I will begin to panic and sweat profusely.
I can lie. I can whip out a slew of the regular cliches and tell them that I “relinquished control to my higher power, worked the steps, and took it one day at a time.” That’s bullshit and I hate bullshit. But the truth—my truth-- … its not great. I’m not sure that I have the balls it takes to say in front of a crowd of mutual alcoholics that I’ve been sober for a year because “it started out of spite, to prove to myself that I could do it. Then it became a desperate last grasp to keep my husband from leaving me and the not drinking just went along with the incessant running, juice cleanses, never eating, and throwing up the few things I did eat. I got used to not being hungover in the morning and I liked it, so I kept doing it. Finally, my sister started speaking to me again and I wanted to keep her around so that drove the continuation of being sober. Then enough time had passed that it would have been a waste to go back to drinking so that pushed me forward. Plus, everything in my life was completely falling apart, I was constantly miserable, I scream-cried at my windshield so hard and so often that I started spitting up blood from the back of my throat. I went back and forth on the idea of putting a gun in my mouth, but that would be quite rude considering everything I had already put my family through. I switched medications 10 times before finding something that sorta worked and things evened out. I can’t tell you how the Hell I made it through that time period, but I did. Eventually, I realized that if I could survive all of that sober, I could get through anything sober. Then, boom. A whole year down.”

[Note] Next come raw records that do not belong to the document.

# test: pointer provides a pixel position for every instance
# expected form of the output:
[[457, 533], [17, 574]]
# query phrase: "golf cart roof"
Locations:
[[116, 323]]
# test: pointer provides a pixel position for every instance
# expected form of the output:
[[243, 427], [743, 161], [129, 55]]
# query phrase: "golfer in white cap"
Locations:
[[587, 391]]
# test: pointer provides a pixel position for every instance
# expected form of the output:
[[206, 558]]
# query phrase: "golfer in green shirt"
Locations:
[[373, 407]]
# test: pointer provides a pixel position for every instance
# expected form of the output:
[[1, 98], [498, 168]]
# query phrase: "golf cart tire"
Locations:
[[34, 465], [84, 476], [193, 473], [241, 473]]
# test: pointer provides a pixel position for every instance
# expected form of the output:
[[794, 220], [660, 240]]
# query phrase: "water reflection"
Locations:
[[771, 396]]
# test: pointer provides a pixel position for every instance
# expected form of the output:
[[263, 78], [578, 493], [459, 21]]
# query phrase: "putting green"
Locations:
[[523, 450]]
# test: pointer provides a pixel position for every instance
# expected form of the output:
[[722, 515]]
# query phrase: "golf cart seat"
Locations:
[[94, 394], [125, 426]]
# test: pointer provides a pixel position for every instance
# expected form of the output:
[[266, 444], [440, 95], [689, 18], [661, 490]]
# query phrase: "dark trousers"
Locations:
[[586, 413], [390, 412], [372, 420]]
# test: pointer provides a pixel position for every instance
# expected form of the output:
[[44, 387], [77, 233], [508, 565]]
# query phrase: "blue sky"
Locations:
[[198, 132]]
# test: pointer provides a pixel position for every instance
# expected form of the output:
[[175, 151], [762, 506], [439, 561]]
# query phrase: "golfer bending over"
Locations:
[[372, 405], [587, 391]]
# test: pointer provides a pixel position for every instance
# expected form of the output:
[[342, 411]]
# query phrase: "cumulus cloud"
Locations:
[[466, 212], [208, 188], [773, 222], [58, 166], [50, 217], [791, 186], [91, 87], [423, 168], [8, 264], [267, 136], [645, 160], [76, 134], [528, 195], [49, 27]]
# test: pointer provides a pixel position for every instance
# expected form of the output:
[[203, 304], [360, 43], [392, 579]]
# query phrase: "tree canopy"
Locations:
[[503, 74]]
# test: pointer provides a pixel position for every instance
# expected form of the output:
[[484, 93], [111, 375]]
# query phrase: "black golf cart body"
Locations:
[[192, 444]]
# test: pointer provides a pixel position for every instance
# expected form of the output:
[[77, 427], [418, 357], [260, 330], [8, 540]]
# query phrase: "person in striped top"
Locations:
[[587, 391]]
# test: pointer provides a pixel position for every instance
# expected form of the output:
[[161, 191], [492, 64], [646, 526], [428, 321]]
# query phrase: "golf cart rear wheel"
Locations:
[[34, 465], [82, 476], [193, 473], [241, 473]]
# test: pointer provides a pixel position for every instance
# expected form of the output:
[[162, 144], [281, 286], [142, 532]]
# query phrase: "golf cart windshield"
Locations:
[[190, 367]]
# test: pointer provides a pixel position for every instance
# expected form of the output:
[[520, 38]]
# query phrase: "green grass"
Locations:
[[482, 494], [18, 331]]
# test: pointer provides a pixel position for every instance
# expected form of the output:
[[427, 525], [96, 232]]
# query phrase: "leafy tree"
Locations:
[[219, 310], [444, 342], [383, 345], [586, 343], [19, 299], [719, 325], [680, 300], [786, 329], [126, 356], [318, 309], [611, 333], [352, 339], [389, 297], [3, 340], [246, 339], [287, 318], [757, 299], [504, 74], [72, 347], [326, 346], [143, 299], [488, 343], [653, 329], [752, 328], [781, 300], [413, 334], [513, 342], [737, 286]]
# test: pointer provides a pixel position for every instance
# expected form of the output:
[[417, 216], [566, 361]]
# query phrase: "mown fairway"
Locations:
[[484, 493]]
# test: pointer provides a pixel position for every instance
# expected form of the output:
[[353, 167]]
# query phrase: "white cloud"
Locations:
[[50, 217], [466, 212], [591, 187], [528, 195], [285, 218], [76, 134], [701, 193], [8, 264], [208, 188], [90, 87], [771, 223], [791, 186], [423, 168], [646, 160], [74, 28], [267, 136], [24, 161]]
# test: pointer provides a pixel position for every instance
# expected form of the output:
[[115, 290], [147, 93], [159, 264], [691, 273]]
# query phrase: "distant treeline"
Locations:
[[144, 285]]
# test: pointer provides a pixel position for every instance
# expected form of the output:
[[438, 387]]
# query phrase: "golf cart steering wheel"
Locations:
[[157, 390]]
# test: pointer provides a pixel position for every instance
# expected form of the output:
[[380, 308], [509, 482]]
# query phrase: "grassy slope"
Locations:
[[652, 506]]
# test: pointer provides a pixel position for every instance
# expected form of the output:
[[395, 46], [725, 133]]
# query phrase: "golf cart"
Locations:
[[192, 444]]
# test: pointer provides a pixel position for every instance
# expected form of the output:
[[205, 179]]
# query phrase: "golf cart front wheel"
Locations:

Yeah, I definitely can’t tell that story to people who might be teetering on the edge.
If I’ve learned anything this year, it’s that two things can be true, even if they seem contradictory. You can feel miserable and loved at the same time. You can be lost and also have a driving purpose. You can have piles of questions and piles of answers and none of them match up to the others. You can develop a superhuman amount of strength from being at your absolute weakest. You can do something the wrong way for the right reasons. My method of getting sober is clearly not one for the instruction manuals, but it worked. Not because of luck, but because of “why.” Why have I been sober a year? Why was drinking not an option, even when my other option was death? Because I didn’t want to hurt the people I loved anymore.
If I were left to my own devices, I wouldn’t give a damn about my own life. I’d likely be in a ditch somewhere with no clue to the whereabouts of my pants, wallet, glasses, or cell phone, but tightly cuddling a bottle of vodka with the top against my lips and the bottom against my heart. I’m not alone, though, and I never have been. I have great people. Wonderful people. People who, to their own detriment, love me a lot. There was a learning curve for an anxious, depressed, panic-ridden, person who only knew how to be either drunk or inadequate… but I’ve got it down now. Because they’re worth it.
That will be my answer tonight. When I get to proudly announce that I’ve been sober for an entire year and I am asked “how did you do it?”
I’ll say, “when you have the love and support of great people, you can do anything.”